Still, Mitchell notes that the availability of viable alternatives is testimony to the proliferation of sustainable building products and ideas.
“Five years ago, a project like this would’ve been harder to do,” he says. “Fifteen years ago, it’d be almost impossible.”
Second Life For Salvaged Materials
Local knowledge contributed to meeting LBC petal requirements. With a mandate to salvage at least 10 types of materials, the project team turned to the nonprofit Atlanta Lifecycle Building Center, of which Mitchell is a founding director. Slate shingles were repurposed for walls and floors of showers and restrooms, while granite curbs from the demolished Georgia State Archives Building would border a constructed onsite wetland. An element of campus history was incorporated by converting heart-pine joists, originally part of the 1880s-era Tech Tower, into millwork for the Kendeda Building’s monumental staircase.
The biggest find, Mitchell says, were nail-laminated timber 2x4s salvaged from dismantled movie sets, which the project team determined would be ideal for the Kendeda Building’s floors, complementing the building’s timber-framed structure. Skanksa hired workers from a community training program to assemble nearly 500 10-ft by 6-ft flooring units at an offsite facility as the timber became available. Along with providing workers with valuable experience, the approach saved nearly $80,000, Mitchell says.
Even with its novel approaches and cost-saving tactics, the Kendeda Building team made sure to keep the project within budget. Unfamiliarity with new materials or systems, coupled with a busy regional construction market, led some trades to submit higher-than-expected bids or forgo participating altogether.
What might otherwise be routine construction assignments required some additional orientation, such as installing pipe hangers in the exposed nail-laminated timber floors or using once-standard CMU-wrapped silt fences as a Red List-compliant erosion control method for storm inlets.
“We were taking 70-year-old construction practices and figuring out how to do them all over again,” Mitchell says.
In addition, a total of six separate, environmentally sound concrete mixes were required for the 3,000-psi spread footings and grade beams, interior and exterior retaining walls, a tubing-filled 3-in.-thick topping slab for the radiant heating and cooling system, paving and other components. Nearly 21,000 sq ft of 3-in. to 5-in. rigid insulation was installed as part of the basement envelope.
“The subs we did work with were integral to making the project work,” says Joshua Gasman, sustainable design director with Lord Aeck Sargent. “Talking things out with them helped us control costs, but it took a lot of time.”
That attention to detail helped keep the project on track with its allotted $18.6 million for construction, with the average cost per sq ft of programmed space coming in at just under $400.
With construction set to wrap up this fall, Arora says the Kendeda Building is already providing valuable lessons about the future of high-performance buildings. Georgia Tech’s Aerospace Systems Design Laboratory has developed a water and energy performance calculator that can be used to test scenarios, such as how programmed events affect the building’s net-positive energy and water requirements.

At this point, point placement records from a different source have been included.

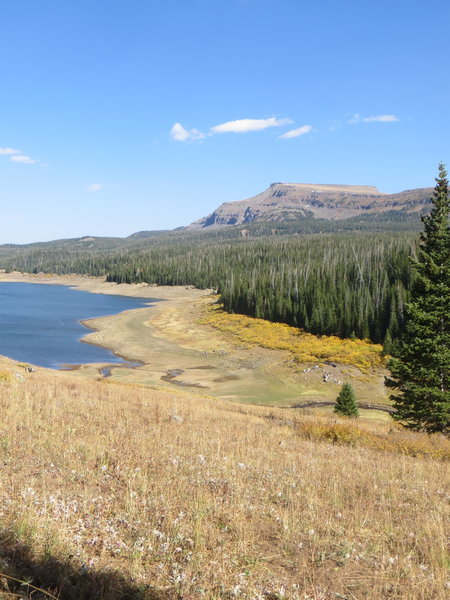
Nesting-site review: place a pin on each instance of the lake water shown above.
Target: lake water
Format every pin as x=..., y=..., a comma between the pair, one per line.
x=40, y=323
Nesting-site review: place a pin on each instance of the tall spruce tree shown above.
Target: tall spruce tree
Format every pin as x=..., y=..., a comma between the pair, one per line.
x=346, y=402
x=420, y=367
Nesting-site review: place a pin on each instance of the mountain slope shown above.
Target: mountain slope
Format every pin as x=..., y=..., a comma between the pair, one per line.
x=294, y=201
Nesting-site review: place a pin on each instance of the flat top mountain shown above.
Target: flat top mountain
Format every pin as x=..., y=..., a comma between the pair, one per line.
x=294, y=201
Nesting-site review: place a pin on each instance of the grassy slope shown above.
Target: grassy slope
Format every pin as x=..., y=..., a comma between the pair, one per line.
x=117, y=491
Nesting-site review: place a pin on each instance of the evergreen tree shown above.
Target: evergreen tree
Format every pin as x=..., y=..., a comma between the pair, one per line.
x=346, y=402
x=420, y=367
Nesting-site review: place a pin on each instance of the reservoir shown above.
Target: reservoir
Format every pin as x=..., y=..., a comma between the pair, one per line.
x=40, y=323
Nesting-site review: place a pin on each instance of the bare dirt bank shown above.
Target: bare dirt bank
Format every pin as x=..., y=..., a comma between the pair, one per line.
x=175, y=349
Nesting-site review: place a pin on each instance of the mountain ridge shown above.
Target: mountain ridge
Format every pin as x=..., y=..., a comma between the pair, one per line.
x=293, y=201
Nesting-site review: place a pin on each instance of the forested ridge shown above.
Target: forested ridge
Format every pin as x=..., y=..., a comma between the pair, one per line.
x=345, y=284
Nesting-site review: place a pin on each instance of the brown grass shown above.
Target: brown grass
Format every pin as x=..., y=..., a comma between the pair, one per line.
x=115, y=491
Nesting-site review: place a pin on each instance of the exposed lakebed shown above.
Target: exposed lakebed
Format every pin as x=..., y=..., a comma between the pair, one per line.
x=41, y=324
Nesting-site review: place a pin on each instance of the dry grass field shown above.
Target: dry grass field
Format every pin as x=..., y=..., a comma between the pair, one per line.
x=118, y=491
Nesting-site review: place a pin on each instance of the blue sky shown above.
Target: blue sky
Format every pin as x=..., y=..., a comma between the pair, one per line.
x=121, y=116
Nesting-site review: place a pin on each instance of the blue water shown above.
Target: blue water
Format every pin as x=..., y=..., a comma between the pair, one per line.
x=40, y=323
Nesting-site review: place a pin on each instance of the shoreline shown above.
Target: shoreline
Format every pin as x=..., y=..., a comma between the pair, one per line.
x=167, y=336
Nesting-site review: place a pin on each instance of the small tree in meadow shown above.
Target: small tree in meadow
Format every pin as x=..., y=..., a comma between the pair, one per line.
x=346, y=402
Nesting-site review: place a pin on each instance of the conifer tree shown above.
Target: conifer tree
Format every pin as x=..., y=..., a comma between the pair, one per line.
x=420, y=367
x=346, y=402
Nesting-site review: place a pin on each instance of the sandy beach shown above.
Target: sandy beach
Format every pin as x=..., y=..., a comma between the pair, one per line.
x=179, y=352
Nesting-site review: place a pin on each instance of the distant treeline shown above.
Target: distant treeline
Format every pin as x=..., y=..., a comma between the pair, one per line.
x=345, y=284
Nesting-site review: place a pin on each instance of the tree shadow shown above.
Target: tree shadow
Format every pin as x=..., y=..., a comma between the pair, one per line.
x=21, y=575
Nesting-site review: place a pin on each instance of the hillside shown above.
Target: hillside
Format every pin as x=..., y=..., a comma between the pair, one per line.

“We hope to learn more about how modeling shapes up with reality,” Arora says.
Miller Hull principal Margaret Sprug adds that the Kendeda Building is more of a milestone in an ongoing process, rather than an end in itself.
Just as the project team applied lessons learned from the Bullitt Center office building in the Northwest to a higher education building in the Southeast, Sprug says: “We’re hopeful that Kendeda will have a catalyzing effect on how buildings are conceived, designed and built. We don’t want it to be ‘the Southeast’s most sustainable building’ for very long.”